Venture Capital Investments
BB&T has venture capital investments that are carried at fair value. Changes in the fair value of these
investments are recorded in other noninterest income each period. In many cases there are no observable market
values for these investments and therefore management must estimate the fair value based on a comparison of
the operating performance of the company to multiples in the marketplace for similar entities. This analysis
requires significant judgment and actual values in a sale could differ materially from those estimated. As of
December 31, 2008, BB&T had $183 million of venture capital investments, which is less than 1% of total assets.
Intangible Assets
BB&T’s growth in business, profitability and market share over the past several years has been enhanced
significantly by mergers and acquisitions. BB&T’s mergers and acquisitions are accounted for using the purchase
method of accounting. Under the purchase method, BB&T is required to record the assets acquired, including
identified intangible assets, and liabilities assumed at their fair value, which often involves estimates based on
third party valuations, such as appraisals, or internal valuations based on discounted cash flow analyses or other
valuation techniques, which are inherently subjective. The amortization of identified intangible assets is based
upon the estimated economic benefits to be received, which is also subjective. These estimates also include the
establishment of various accruals and allowances based on planned facility dispositions and employee severance
considerations, among other acquisition-related items. In addition, purchase acquisitions typically result in
goodwill, which is subject to ongoing periodic impairment tests based on the fair value of net assets acquired
compared to the carrying value of goodwill. Please refer to Note 1 “Summary of Significant Accounting Policies”
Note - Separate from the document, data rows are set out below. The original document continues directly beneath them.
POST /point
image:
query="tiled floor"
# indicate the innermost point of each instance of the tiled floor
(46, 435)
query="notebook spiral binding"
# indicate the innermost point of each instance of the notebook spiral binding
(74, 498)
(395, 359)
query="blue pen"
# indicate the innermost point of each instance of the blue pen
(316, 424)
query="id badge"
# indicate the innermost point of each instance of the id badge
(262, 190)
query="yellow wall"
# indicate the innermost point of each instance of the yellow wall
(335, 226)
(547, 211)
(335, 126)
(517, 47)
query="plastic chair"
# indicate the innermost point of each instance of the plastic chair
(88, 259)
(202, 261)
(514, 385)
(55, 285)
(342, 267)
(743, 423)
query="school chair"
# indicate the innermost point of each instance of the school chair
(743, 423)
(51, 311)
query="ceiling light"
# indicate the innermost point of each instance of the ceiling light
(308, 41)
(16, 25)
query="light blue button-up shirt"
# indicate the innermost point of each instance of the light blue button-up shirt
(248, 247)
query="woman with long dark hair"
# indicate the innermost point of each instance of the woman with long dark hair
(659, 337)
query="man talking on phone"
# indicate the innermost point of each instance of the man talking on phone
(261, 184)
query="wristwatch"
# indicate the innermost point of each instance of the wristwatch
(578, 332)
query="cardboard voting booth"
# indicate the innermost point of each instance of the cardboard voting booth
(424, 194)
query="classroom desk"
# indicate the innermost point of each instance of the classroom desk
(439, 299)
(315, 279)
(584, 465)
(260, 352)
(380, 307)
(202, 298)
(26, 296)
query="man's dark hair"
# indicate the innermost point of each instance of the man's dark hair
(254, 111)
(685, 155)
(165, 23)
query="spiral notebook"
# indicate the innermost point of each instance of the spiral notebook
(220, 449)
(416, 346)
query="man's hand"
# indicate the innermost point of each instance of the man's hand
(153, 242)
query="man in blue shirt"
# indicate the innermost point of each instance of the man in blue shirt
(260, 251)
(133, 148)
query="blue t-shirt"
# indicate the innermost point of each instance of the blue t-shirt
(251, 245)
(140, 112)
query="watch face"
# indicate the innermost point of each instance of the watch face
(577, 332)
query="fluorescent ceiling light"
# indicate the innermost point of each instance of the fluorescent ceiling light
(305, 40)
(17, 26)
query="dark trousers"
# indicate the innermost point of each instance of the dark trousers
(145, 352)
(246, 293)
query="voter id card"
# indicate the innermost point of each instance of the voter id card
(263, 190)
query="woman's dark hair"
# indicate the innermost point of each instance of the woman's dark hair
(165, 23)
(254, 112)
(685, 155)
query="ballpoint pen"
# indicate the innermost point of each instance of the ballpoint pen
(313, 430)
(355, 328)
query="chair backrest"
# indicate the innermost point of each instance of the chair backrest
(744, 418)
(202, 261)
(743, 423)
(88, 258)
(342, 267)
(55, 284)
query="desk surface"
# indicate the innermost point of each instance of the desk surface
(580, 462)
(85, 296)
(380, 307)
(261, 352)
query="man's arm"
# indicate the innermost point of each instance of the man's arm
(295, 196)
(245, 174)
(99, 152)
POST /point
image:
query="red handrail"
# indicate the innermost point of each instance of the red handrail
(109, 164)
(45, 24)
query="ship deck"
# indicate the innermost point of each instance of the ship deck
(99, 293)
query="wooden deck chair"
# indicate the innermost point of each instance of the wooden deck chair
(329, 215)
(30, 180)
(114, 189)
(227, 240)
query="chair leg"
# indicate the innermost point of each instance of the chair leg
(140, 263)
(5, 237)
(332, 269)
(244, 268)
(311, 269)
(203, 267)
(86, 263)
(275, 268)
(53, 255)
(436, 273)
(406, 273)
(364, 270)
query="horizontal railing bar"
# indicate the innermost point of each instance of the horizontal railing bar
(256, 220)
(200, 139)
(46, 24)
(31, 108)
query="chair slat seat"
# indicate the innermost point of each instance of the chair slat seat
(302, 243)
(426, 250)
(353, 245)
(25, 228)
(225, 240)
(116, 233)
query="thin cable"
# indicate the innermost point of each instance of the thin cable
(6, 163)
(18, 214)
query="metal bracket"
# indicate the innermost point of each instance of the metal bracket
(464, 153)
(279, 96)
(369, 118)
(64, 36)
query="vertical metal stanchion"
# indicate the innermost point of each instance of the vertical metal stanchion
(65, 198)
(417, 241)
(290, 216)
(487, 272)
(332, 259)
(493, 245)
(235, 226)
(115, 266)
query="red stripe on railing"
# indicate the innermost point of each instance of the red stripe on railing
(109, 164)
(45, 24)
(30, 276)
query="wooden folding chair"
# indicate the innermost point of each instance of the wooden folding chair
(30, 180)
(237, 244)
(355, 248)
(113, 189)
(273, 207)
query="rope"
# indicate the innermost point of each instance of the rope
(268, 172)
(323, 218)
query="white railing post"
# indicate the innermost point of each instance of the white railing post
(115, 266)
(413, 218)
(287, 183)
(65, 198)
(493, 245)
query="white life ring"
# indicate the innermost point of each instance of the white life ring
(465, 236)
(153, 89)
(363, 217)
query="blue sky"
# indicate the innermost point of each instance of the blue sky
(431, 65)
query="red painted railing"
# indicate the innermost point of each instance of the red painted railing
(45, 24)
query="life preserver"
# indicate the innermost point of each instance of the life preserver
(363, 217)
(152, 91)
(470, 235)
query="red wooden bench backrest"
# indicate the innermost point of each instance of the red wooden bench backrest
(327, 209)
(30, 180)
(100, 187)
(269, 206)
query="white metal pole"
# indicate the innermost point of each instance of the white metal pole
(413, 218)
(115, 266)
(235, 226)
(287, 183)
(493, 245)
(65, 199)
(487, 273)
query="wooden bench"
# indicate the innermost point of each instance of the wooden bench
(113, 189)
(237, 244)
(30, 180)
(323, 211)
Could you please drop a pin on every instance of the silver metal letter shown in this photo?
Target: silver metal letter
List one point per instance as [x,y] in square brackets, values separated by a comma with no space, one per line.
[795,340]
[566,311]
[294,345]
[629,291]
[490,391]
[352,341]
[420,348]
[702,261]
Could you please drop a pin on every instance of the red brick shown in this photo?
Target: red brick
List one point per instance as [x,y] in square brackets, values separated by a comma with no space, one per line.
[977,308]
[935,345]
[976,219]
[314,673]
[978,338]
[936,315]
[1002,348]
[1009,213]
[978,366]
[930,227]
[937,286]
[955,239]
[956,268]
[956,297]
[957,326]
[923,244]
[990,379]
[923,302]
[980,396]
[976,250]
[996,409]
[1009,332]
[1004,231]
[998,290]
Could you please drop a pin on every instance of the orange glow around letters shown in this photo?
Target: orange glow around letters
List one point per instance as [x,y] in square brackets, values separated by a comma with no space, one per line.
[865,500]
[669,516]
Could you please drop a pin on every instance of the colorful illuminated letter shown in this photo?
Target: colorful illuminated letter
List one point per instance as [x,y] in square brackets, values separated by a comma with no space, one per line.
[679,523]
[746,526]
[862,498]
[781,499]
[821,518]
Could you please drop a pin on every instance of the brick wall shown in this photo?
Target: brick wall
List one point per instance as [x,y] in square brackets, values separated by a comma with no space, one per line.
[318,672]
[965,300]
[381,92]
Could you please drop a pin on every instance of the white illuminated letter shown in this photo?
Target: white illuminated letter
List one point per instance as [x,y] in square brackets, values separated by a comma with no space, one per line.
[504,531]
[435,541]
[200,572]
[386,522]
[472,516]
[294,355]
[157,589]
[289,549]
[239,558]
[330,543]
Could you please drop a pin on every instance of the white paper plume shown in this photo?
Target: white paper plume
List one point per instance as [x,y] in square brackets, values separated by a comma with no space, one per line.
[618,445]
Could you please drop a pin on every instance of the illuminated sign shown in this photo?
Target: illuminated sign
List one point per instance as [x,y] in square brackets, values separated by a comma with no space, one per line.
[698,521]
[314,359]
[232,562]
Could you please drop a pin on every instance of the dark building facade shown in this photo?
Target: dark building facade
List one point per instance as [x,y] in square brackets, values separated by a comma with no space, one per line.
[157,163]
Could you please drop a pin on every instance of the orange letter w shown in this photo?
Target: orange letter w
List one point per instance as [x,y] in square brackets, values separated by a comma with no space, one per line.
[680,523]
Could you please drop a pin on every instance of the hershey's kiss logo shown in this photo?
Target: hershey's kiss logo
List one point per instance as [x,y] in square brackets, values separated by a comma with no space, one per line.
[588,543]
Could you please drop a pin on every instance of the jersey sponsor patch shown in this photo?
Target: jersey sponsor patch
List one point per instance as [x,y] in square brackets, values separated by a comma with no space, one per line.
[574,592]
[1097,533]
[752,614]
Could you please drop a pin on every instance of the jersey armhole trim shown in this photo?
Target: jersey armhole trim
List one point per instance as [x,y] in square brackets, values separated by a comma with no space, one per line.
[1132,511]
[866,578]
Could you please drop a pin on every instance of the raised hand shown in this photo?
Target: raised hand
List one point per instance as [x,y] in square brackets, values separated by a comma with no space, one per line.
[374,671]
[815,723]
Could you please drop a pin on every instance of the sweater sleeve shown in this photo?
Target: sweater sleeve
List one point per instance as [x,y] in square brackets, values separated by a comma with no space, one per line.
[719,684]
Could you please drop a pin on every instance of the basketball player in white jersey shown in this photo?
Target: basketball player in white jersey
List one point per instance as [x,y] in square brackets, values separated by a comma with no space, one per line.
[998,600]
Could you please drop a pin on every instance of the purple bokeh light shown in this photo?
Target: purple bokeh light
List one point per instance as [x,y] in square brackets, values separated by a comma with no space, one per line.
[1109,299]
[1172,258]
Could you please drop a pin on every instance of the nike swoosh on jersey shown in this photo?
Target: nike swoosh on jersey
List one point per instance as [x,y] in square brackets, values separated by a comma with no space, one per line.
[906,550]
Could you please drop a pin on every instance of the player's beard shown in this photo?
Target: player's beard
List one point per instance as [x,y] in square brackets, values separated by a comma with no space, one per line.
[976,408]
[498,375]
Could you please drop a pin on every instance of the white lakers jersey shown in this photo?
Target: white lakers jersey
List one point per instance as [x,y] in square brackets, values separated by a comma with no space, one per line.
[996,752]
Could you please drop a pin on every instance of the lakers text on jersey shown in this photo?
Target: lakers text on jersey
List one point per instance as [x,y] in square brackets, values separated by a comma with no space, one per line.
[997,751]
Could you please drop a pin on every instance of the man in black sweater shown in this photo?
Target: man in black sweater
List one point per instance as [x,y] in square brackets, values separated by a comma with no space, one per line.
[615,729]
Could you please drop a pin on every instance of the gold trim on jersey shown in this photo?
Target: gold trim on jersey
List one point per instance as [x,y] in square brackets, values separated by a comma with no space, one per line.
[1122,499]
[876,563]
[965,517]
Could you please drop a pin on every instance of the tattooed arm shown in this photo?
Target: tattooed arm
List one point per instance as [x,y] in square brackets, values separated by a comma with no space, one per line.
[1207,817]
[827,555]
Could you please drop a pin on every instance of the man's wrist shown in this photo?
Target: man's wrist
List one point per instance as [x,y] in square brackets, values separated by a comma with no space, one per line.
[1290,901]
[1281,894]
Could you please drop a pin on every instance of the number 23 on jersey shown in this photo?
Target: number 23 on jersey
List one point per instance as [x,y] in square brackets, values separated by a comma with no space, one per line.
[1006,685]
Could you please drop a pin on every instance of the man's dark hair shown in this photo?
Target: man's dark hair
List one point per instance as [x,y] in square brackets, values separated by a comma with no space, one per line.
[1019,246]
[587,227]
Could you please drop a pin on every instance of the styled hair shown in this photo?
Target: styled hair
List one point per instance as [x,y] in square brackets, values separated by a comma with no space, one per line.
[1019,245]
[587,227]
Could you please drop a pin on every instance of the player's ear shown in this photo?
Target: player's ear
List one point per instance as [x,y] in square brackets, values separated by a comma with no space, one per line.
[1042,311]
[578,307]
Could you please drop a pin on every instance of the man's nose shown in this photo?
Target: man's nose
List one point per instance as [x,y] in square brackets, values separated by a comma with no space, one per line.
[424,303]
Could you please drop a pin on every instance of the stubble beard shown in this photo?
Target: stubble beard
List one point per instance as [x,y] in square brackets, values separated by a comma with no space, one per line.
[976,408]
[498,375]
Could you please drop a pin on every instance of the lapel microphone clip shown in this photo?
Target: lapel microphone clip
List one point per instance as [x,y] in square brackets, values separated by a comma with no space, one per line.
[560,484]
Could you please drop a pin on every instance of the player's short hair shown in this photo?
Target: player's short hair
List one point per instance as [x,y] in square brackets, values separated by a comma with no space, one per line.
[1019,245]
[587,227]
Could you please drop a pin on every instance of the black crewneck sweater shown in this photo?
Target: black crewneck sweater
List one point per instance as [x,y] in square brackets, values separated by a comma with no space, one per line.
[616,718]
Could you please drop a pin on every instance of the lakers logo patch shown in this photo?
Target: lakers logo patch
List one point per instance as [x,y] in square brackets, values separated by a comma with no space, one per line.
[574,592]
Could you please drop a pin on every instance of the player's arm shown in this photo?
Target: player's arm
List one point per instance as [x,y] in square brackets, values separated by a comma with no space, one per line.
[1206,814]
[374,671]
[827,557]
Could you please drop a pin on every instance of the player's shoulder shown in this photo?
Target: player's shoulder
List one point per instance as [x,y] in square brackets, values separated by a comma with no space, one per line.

in the “Notes to Consolidated Financial Statements” for a description of BB&T’s impairment testing process. The
major assumptions used in the impairment testing process include the estimated future cash flows of each
business unit and discount rates. Discount rates are unique to each business unit and are based upon the cost of
capital specific to the industry in which the business unit operates. Management has evaluated the effect of
lowering the estimated future cash flows or increasing the discount rate for each business unit by 10% and
determined that no impairment of goodwill would have been recognized under this evaluation. However, as a
result of the market disruption and the decline in market capitalization, the excess of the fair value over the
carrying value of several reporting units continues to narrow. A continuing period of market disruption, or
further market deterioration, may result in impairment of goodwill in the future.